Like many former far-left activists who had taken refuge in France since the 1980s and 1990s, he felt protected. In 1985, François Mitterrand made a commitment not to extradite former activists who had broken with their past. And French justice has already ruled twice against his extradition, first in 1986, then in 1998.
But in the spring of 2021, Emmanuel Macron decided to promote the execution of Italy’s renewed extradition requests for four former far-left activists and six former members of the Red Brigades convicted of acts of terrorism. So far, France has almost never acceded to Italy’s requests.
Dressed all in black, the sexagenarian with graying hair shrugs his shoulders in the face of the absence of new facts that would justify his extradition. And insists rather on his integration in France: for 40 years, “I found a job, I got married, I had two children”, lists this retired IT project manager, who was involved in several associations in the Dordogne, where he lives.
“For the legal, I trust you”, he loose to the magistrates, while ironizing on the imprescriptibility of his sentence. “If my extradition is still refused, the next time Italy will have to come and get me from the cemetery. »
” That’s enough ”
To examine the extradition request for Mr. Tornaghi and the nine other ex-militants targeted, the Advocate General had requested additional information from the Italian authorities.
Their response, which arrived in December, is often partial, made up of incomplete or not always intelligible documents. A problem for the court, which does not look at the facts, but must ensure the legality of the procedure. To the point that the parquetière is forced to claim a new supplement.
Something to annoy Antoine Comte, the Italian’s lawyer. “That’s enough”, believes the one for whom in these files, “nothing has changed” for 40 years.
The council is particularly annoyed by the silence of the Italian State which does not provide any explanation on the imprescriptibility of the sentence of its client, a measure reserved in French law for crimes against humanity.
“The Italian authorities consider themselves authorized not to answer you and to do as they please,” he castigates.

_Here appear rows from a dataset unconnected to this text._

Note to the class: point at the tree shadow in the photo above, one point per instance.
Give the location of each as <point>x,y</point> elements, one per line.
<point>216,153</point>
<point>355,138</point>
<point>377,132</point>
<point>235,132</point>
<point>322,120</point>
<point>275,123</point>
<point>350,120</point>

“There is no ill will,” assures the Italian state lawyer, William Julie. He urges the judges to seize “the opportunity, surely the last, that things be decided according to the law, not according to politics”, in this dispute which regularly poisons Franco-Italian relations.
However, it is against a possible interference of political power that the defense of the other case examined by the court on Wednesday, Raffaele Ventura, warned.
At 72, this former member of the “Rosso” group, sentenced to 24 years in prison for the murder of a policeman, Antonio Custra, in May 1977 in Milan, was never officially claimed by Italy before 2018, when the Italian government counted the far-right leader Matteo Salvini, Minister of the Interior.
His lawyer Jean-Pierre Mignard urged the judges to “the greatest caution”.
“In the corridors of political life, we sort, and depending on the political color we request the extradition of some or others”, he pleaded. “I wouldn’t want you to be played with, and us to be played with. »
Decision on June 15. Next Wednesday, the judges must examine the situations of Marina Petrella and Roberta Capelli.